As we effectuate this difficult yet principled process of transforming ourselves, it cannot be emphasized enough that the Jewish Home of San Francisco honors and values its mission and traditions. We pay homage to our origins, serving the most frail and vulnerable in our community. We will continue to do so by strategically repositioning ourselves while remaining responsive and responsible community stewards. This necessitates being financially viable so that future generations will benefit from the care and services provided.

Although the information conveyed at the town hall meetings has an impact on people’s current sense of comfort and stability, it was heartening to see the extent to which the reasoning behind the Jewish Home’s course of action was understood. In a way akin to the Passover seder meal reminding us of where we came from, who we are, and what kind of people we want to be, the Jewish Home’s vision will have us realizing what kind of positive future we have.

Lastly, allow me to speak for all those involved in long-term care when I say that none of us, when we initially entered this field, envisaged having to confront such issues as these today.
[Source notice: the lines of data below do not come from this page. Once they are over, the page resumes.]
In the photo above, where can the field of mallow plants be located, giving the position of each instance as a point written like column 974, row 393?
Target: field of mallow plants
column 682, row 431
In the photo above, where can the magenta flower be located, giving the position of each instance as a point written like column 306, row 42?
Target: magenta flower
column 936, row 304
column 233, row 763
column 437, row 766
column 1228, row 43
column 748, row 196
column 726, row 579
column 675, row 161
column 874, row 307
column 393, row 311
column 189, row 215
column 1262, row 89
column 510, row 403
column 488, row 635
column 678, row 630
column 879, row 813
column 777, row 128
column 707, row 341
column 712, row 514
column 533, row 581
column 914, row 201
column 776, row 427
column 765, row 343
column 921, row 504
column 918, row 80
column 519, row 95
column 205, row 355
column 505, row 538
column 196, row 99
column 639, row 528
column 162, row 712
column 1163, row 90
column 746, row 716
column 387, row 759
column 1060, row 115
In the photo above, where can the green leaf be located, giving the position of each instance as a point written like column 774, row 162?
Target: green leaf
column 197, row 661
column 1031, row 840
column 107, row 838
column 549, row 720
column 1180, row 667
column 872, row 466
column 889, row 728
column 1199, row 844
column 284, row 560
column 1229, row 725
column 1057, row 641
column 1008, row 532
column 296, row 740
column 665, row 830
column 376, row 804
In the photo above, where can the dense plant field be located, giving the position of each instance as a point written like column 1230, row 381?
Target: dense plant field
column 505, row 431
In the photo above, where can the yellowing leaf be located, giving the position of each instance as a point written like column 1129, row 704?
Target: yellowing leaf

The Jewish Home of San Francisco is a microcosm of the broader community and therefore is not immune to what our society has to deal with. The Home is also a mission-driven organization with a 140-year legacy. As such, we have a responsibility, an obligation, to prevail over these unexpected and unprecedented challenges so that we will be here to support older adults for generations to come.

I look forward to continuing to communicate with you about our ongoing efforts to develop and implement solutions that will meet current and future needs.